指導的立場にある人が厳しい態度で周りに接してしまうと、職場は居づらい場所になってしまいますので、意識して接するように心がける必要があります。
介護ハラスメントが起こる背景に、問題意識が低いことや男性利用者の男尊女卑があると考えられます。
- ○介助中に胸やお尻を触られる
- ○学歴が低いことをバカにされる
- ○思い通りに動かないと殴ったり蹴ったりする 等
介護ハラスメントへの予防と対処法
パワーハラスメントと別のハラスメントの抜け出すための方法を次にいくつかあげます。
- ○セクシャルハラスメント
- 相手方の意に反する性的言動によって、不快感や苦痛を与える行為です。介護現場のハラスメントは、利用者に優しい言葉で注意して対策を同僚や上司に相談や報告します。
【予防と対処】
- ○物的な証拠を残す
- 最低限できることは「証拠を残す」ことで、実際のパワハラやセクハラ現場の録音に気づいてしまうリスクがある場合は、その内容をメモにして「相手・日時・場所・内容」などを詳細に明文化しておくと裁判になった時に役立ちます。証拠を持っておくことで、相手に対して心理的な余裕が生まれます。
- ○他の被害者を探す
- 職場内に別の被害者がいるかもしれません。パワハラする人は、攻撃的な態度を取る傾向にありますので、他にも被害者がいる可能性があります。
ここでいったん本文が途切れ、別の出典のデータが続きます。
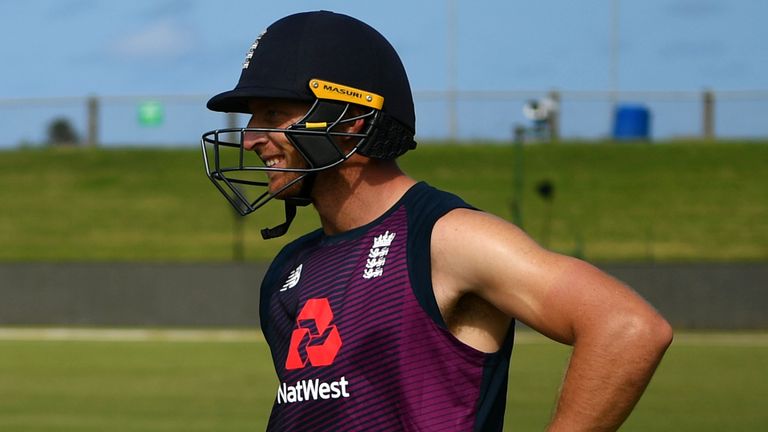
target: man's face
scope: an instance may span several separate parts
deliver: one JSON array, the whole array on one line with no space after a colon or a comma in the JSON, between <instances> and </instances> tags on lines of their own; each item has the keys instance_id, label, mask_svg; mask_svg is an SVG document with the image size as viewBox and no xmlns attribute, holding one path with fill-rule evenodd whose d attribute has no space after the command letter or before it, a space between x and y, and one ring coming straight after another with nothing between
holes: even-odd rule
<instances>
[{"instance_id":1,"label":"man's face","mask_svg":"<svg viewBox=\"0 0 768 432\"><path fill-rule=\"evenodd\" d=\"M251 111L249 128L285 129L299 121L309 109L309 104L280 99L254 99L248 103ZM273 168L306 168L307 163L282 132L246 132L243 147L258 154L264 165ZM300 173L270 171L269 192L275 193ZM298 182L278 198L295 195L301 188Z\"/></svg>"}]
</instances>

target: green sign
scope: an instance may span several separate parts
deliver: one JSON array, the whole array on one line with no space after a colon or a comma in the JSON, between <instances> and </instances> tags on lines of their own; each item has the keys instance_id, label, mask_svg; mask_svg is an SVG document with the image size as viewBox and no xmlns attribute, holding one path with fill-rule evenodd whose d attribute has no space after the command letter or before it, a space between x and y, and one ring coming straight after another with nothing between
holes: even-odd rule
<instances>
[{"instance_id":1,"label":"green sign","mask_svg":"<svg viewBox=\"0 0 768 432\"><path fill-rule=\"evenodd\" d=\"M163 104L158 101L145 101L139 105L139 124L142 126L160 126L163 124Z\"/></svg>"}]
</instances>

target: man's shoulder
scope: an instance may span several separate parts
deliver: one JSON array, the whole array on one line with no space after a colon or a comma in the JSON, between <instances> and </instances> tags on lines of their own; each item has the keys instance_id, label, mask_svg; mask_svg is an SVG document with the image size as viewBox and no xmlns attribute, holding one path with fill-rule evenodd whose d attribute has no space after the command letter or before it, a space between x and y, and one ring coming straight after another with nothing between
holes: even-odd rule
<instances>
[{"instance_id":1,"label":"man's shoulder","mask_svg":"<svg viewBox=\"0 0 768 432\"><path fill-rule=\"evenodd\" d=\"M438 189L426 182L419 182L406 194L404 204L421 211L444 213L453 208L472 208L458 195Z\"/></svg>"},{"instance_id":2,"label":"man's shoulder","mask_svg":"<svg viewBox=\"0 0 768 432\"><path fill-rule=\"evenodd\" d=\"M301 251L302 249L305 249L317 243L317 241L322 236L322 233L323 233L323 230L318 228L298 237L295 240L290 241L288 244L283 246L280 252L278 252L278 254L275 256L275 260L277 261L278 259L284 256L295 255L297 252Z\"/></svg>"},{"instance_id":3,"label":"man's shoulder","mask_svg":"<svg viewBox=\"0 0 768 432\"><path fill-rule=\"evenodd\" d=\"M291 266L291 263L295 261L296 257L301 254L303 250L310 248L313 244L318 242L321 235L322 230L316 229L283 246L280 252L275 255L275 258L272 259L272 263L269 266L269 270L267 270L265 279L274 276L275 272L279 273L280 269L285 266Z\"/></svg>"},{"instance_id":4,"label":"man's shoulder","mask_svg":"<svg viewBox=\"0 0 768 432\"><path fill-rule=\"evenodd\" d=\"M458 195L425 182L416 184L404 198L409 209L409 220L417 227L431 226L435 221L455 209L477 210Z\"/></svg>"}]
</instances>

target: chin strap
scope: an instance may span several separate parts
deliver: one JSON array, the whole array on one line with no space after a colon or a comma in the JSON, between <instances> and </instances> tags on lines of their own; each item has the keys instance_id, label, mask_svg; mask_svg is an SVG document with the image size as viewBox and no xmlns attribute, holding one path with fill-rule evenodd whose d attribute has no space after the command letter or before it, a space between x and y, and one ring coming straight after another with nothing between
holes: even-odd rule
<instances>
[{"instance_id":1,"label":"chin strap","mask_svg":"<svg viewBox=\"0 0 768 432\"><path fill-rule=\"evenodd\" d=\"M293 222L293 219L296 217L296 207L306 207L312 204L312 199L309 198L309 191L312 190L314 182L314 175L306 176L299 196L286 198L285 200L285 222L276 227L262 229L261 238L269 240L283 236L288 232L288 228L291 227L291 222Z\"/></svg>"},{"instance_id":2,"label":"chin strap","mask_svg":"<svg viewBox=\"0 0 768 432\"><path fill-rule=\"evenodd\" d=\"M293 222L293 218L296 217L296 204L285 202L285 222L273 228L264 228L261 230L261 237L264 240L273 239L285 235L288 232L288 228Z\"/></svg>"}]
</instances>

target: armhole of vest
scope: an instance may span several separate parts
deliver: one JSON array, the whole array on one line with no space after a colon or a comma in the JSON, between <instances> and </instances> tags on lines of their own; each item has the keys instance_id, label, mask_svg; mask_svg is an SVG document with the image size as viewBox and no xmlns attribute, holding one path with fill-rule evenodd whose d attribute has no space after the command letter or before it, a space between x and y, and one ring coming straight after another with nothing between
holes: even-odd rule
<instances>
[{"instance_id":1,"label":"armhole of vest","mask_svg":"<svg viewBox=\"0 0 768 432\"><path fill-rule=\"evenodd\" d=\"M442 328L448 328L432 287L432 230L440 218L459 208L477 210L459 197L434 188L416 194L408 206L408 276L419 305Z\"/></svg>"},{"instance_id":2,"label":"armhole of vest","mask_svg":"<svg viewBox=\"0 0 768 432\"><path fill-rule=\"evenodd\" d=\"M501 432L504 429L504 414L507 409L507 388L512 348L515 344L516 321L512 320L501 349L490 354L483 366L483 380L473 431Z\"/></svg>"}]
</instances>

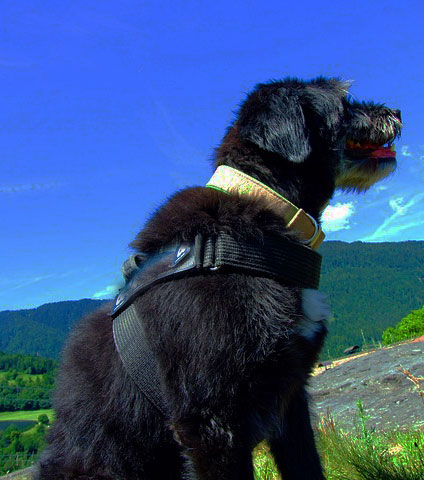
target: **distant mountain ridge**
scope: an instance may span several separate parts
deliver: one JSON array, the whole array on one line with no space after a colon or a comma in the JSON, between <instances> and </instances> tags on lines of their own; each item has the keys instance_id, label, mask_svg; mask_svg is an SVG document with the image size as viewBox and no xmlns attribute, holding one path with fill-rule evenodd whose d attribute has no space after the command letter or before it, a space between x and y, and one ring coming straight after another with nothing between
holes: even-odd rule
<instances>
[{"instance_id":1,"label":"distant mountain ridge","mask_svg":"<svg viewBox=\"0 0 424 480\"><path fill-rule=\"evenodd\" d=\"M58 358L72 326L108 300L66 300L0 312L0 351Z\"/></svg>"},{"instance_id":2,"label":"distant mountain ridge","mask_svg":"<svg viewBox=\"0 0 424 480\"><path fill-rule=\"evenodd\" d=\"M424 304L424 241L324 242L320 290L331 309L322 358L382 332ZM48 303L0 312L0 351L57 358L69 330L106 300Z\"/></svg>"}]
</instances>

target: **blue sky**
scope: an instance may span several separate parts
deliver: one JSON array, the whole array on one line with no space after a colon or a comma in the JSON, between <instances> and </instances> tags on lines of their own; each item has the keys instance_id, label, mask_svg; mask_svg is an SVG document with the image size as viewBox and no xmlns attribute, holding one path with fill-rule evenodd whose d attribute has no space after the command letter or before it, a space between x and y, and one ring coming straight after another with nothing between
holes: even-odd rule
<instances>
[{"instance_id":1,"label":"blue sky","mask_svg":"<svg viewBox=\"0 0 424 480\"><path fill-rule=\"evenodd\" d=\"M0 310L106 298L128 243L202 185L255 83L353 80L402 110L397 172L337 193L328 240L424 239L421 1L2 2Z\"/></svg>"}]
</instances>

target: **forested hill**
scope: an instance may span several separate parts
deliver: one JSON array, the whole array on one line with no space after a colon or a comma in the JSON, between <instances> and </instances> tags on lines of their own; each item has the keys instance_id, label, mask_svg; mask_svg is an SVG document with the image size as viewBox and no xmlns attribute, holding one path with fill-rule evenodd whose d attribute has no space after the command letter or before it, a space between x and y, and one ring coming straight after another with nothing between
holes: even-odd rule
<instances>
[{"instance_id":1,"label":"forested hill","mask_svg":"<svg viewBox=\"0 0 424 480\"><path fill-rule=\"evenodd\" d=\"M325 242L320 289L333 316L323 358L378 341L424 304L424 242ZM104 301L78 300L0 312L0 350L57 358L72 325Z\"/></svg>"},{"instance_id":2,"label":"forested hill","mask_svg":"<svg viewBox=\"0 0 424 480\"><path fill-rule=\"evenodd\" d=\"M325 242L320 290L332 309L323 358L380 340L424 304L424 242Z\"/></svg>"},{"instance_id":3,"label":"forested hill","mask_svg":"<svg viewBox=\"0 0 424 480\"><path fill-rule=\"evenodd\" d=\"M69 300L0 312L0 351L58 358L75 322L103 303L104 300Z\"/></svg>"}]
</instances>

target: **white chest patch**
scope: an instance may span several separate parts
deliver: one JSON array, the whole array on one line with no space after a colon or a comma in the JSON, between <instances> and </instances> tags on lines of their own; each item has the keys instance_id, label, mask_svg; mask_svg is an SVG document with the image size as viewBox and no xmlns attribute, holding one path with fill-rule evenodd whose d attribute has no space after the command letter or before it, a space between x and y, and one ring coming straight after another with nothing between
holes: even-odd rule
<instances>
[{"instance_id":1,"label":"white chest patch","mask_svg":"<svg viewBox=\"0 0 424 480\"><path fill-rule=\"evenodd\" d=\"M322 332L330 317L330 307L325 295L312 288L303 289L302 312L303 317L297 324L297 331L302 337L313 340L317 333Z\"/></svg>"}]
</instances>

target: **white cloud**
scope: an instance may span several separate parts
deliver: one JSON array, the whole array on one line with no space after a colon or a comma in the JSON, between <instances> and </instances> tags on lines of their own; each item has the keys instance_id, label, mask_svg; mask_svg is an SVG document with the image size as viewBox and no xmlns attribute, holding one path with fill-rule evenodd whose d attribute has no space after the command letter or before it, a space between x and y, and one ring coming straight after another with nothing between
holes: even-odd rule
<instances>
[{"instance_id":1,"label":"white cloud","mask_svg":"<svg viewBox=\"0 0 424 480\"><path fill-rule=\"evenodd\" d=\"M349 218L355 213L353 202L329 205L322 214L322 228L326 232L348 230Z\"/></svg>"},{"instance_id":2,"label":"white cloud","mask_svg":"<svg viewBox=\"0 0 424 480\"><path fill-rule=\"evenodd\" d=\"M20 193L31 192L37 190L52 190L57 187L63 186L63 183L59 182L44 182L44 183L27 183L19 185L0 185L0 193Z\"/></svg>"},{"instance_id":3,"label":"white cloud","mask_svg":"<svg viewBox=\"0 0 424 480\"><path fill-rule=\"evenodd\" d=\"M403 197L393 197L389 200L390 208L397 214L397 215L405 215L408 211L408 208L411 207L413 204L409 202L406 205L402 205L404 198Z\"/></svg>"},{"instance_id":4,"label":"white cloud","mask_svg":"<svg viewBox=\"0 0 424 480\"><path fill-rule=\"evenodd\" d=\"M387 190L389 187L387 185L377 185L374 187L374 190L378 193Z\"/></svg>"},{"instance_id":5,"label":"white cloud","mask_svg":"<svg viewBox=\"0 0 424 480\"><path fill-rule=\"evenodd\" d=\"M25 280L18 280L16 283L17 285L12 285L9 288L6 288L5 290L16 290L18 288L24 288L28 287L29 285L32 285L34 283L42 282L43 280L47 280L48 278L53 278L56 277L57 275L55 273L49 273L48 275L37 275L34 277L26 278Z\"/></svg>"},{"instance_id":6,"label":"white cloud","mask_svg":"<svg viewBox=\"0 0 424 480\"><path fill-rule=\"evenodd\" d=\"M409 218L405 217L405 214L408 212L408 210L410 210L414 205L416 205L423 199L424 193L417 193L409 200L409 202L404 204L404 197L392 197L389 200L389 205L390 208L393 210L393 213L384 220L384 222L377 228L374 233L362 238L361 240L365 242L390 240L390 237L396 235L403 230L424 224L424 219L415 219L413 218L414 215L408 215ZM418 214L421 215L421 213L422 210L420 209ZM401 224L397 224L397 220L399 217L403 217Z\"/></svg>"},{"instance_id":7,"label":"white cloud","mask_svg":"<svg viewBox=\"0 0 424 480\"><path fill-rule=\"evenodd\" d=\"M72 269L72 270L65 270L61 271L60 273L54 272L54 273L48 273L46 275L27 275L26 277L13 277L9 278L7 277L7 274L3 277L0 277L0 290L1 292L7 292L11 290L17 290L19 288L25 288L29 287L31 285L34 285L39 282L43 282L44 280L50 280L50 279L62 279L69 277L74 274L80 274L80 269ZM54 281L54 283L57 283L57 280Z\"/></svg>"},{"instance_id":8,"label":"white cloud","mask_svg":"<svg viewBox=\"0 0 424 480\"><path fill-rule=\"evenodd\" d=\"M91 298L113 298L118 293L119 287L117 285L108 285L103 290L96 292Z\"/></svg>"},{"instance_id":9,"label":"white cloud","mask_svg":"<svg viewBox=\"0 0 424 480\"><path fill-rule=\"evenodd\" d=\"M385 238L389 241L390 237L397 235L404 230L408 230L409 228L420 227L421 225L424 225L424 218L411 220L410 222L404 223L402 225L393 225L392 227L387 228L384 232L380 233L380 236L375 240L382 240Z\"/></svg>"},{"instance_id":10,"label":"white cloud","mask_svg":"<svg viewBox=\"0 0 424 480\"><path fill-rule=\"evenodd\" d=\"M404 157L412 157L412 153L409 151L409 145L402 145L400 154Z\"/></svg>"}]
</instances>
仲間と情報交換できれば精神的にも心強く、有利な証言人が味方につければ効果的です。
- ○厚生労働省などの公的機関に相談する
- 厚生労働省が主管している総合労働相談コーナー、全国労働基準監督署など公的機関なので無料で、状況によっては強権的に環境を改善することがあります。
- ○介護ハラスメントは我慢しない
- 相手が利用者やその家族である場合に気をつかって我慢して表面化せずにいると、継続的に被害を受ける可能性があるため、我慢せずに意思をはっきり伝え、相談することが大切です。
- ○日頃のコミュニケーションやケアの見直し
- 職員の対応が関係している場合があり、利用者ができると言ったことに対して「出来ない」や「分からないでしょう?」の否定と軽視した接し方をすると、利用者を怒らせてしまいますので、日頃からコミュニケーションやケア内容を見直して、お互いに良い関係性を保つことです。
- ■まとめ
- パワハラやセクハラは法的にも罰せられる禁止されるべきハラスメントです。「しない、させない」が原則です。介護現場では、全くゼロにすることは難しいかもしれませんが、我慢をして相談せずに1人で抱え込んでしまわずに適切な対処が大切です。